This story, in itself, is exciting enough. The race to rediscover the species takes a surprisingly twisting route, involving missteps, false hopes, and even academic cover-ups. And it’s genuinely affecting to see some of the country’s top birders nearly choke with emotion describing their hopes and disappointments.

But Crocker gives us even more than that. The Ivory-billed Woodpecker’s story intersects several distinct and formative phases in the development of America’s environmental consciousness, and this cultural history is effortlessly woven into the present-day search for the bird. Both the unrestrained hunting and especially collecting that characterized the early naturalist movement, a precursor to environmentalism that established the first national parks, contributed greatly to the specie’s decline. By 1938, it was believed that only 20 birds remained, a third of which lived in old growth forests in Louisiana to which a Chicago company held lumber rights. Despite public and governmental pressure, absent any laws protecting endangered species, the company cut down every tree in the forest, an action that helped form the environmental movement.

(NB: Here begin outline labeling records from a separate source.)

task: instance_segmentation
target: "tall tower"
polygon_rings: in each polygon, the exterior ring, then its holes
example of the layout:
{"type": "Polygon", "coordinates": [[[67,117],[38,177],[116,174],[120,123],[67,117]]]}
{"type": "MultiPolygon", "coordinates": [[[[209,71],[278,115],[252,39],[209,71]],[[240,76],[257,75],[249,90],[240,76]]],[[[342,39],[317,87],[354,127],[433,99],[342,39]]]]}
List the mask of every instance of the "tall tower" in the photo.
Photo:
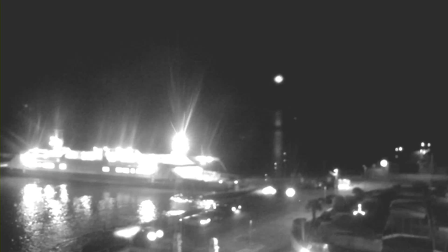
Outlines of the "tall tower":
{"type": "MultiPolygon", "coordinates": [[[[281,75],[277,75],[274,78],[274,82],[276,86],[282,85],[284,78],[281,75]]],[[[278,90],[280,87],[276,87],[278,90]]],[[[277,91],[277,90],[276,90],[277,91]]],[[[284,122],[283,122],[283,110],[281,109],[281,99],[279,92],[276,92],[276,97],[275,110],[273,116],[274,124],[274,135],[273,135],[273,148],[272,148],[272,160],[274,166],[274,173],[276,176],[280,177],[284,175],[284,162],[283,162],[283,150],[284,150],[284,122]]]]}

Much, of course, has changed since the last verified sighting of the bird. The Endangered Species Act protects other species from similar fates, at least in theory. And a host of environmental regulations now exist that would have been unthinkable in the 1930s. In part, these developments can be attributed to the disappearance of the Ivory-billed Woodpecker. But still, its habitat is now smaller than ever, and many other birds that actually still do exist are set to meet similar fates.

The now-ghostly Ivory-billed Woodpecker might symbolize our relationship with nature better now than ever before.